Sometimes the Cheap Model Costs More

June 26, 2026 2 min read

I’ve been using an AI orchestration framework I built called Mozart.

You can check it out here: https://github.com/jstuart0/mozart-orchestration

The idea behind Mozart is pretty simple. Instead of asking one AI to build an entire feature, it coordinates a team of specialized agents. Each agent has a specific responsibility, and Mozart decides who should do what, validates their work, and keeps everything moving toward the end goal.

Mozart itself, along with a few of the more strategic agents, runs on Claude Opus. Most of the other agents use Claude Sonnet. That combination has worked extremely well for me.

Then I accidentally ran an experiment.

Last week I ran out of Sonnet usage on my subscription. Rather than stop working, I had Claude update all of the agents that normally used Sonnet so they would use Haiku instead. My thought process was that the real intelligence of the system lived in Mozart and the Opus-powered agents. The worker agents were just executing tasks, so Haiku would probably be good enough.

Overall, it wasn’t terrible.

When my Sonnet allotment reset, I thought I had Claude change everything back. Apparently it didn’t. I had been running on Haiku for another week without realizing it.

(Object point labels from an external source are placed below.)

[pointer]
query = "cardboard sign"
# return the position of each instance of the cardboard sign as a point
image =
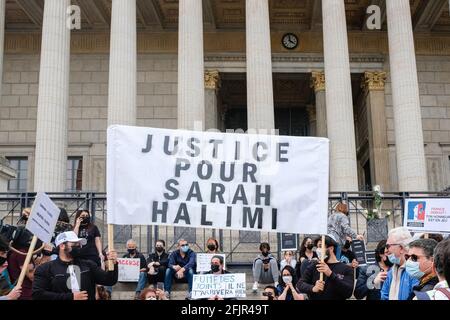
(204, 261)
(218, 180)
(359, 250)
(427, 215)
(231, 285)
(129, 269)
(43, 217)
(288, 242)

One of my coding agents is named Jackson. Jackson takes direction from Mozart and writes the code. Over the next week I kept noticing something felt off. Jackson was wandering away from the assigned task, missing details, or producing code that just wasn’t at the level I had become accustomed to.

What really stood out was Mozart’s behavior.

Mozart was constantly stepping in to correct Jackson, ask for revisions, validate the implementation, or outright reject it. It was spending far more time supervising than it normally does. At first I assumed I was just working on more difficult problems.

Then I checked the configuration.

Jackson was still running on Haiku.

I switched him back to Sonnet and almost immediately everything went back to normal. Jackson stayed focused on the assigned work, the quality improved, and Mozart stopped having to constantly intervene.

For me, this was a much more valuable lesson than any benchmark chart.

This wasn’t a synthetic coding test. This was my actual development workflow over the course of a week. The difference wasn’t that Haiku occasionally made a mistake. It was that it required significantly more oversight, which meant my most capable agent spent more time fixing work instead of moving the project forward.

I already suspected Haiku wasn’t the right model for serious software engineering, but experiencing it firsthand was different than simply reading benchmarks.

If you’re building multi-agent systems, don’t just think about the cost of the worker model. Think about the cost of supervision. A cheaper model that constantly needs correction can easily make the entire system less efficient.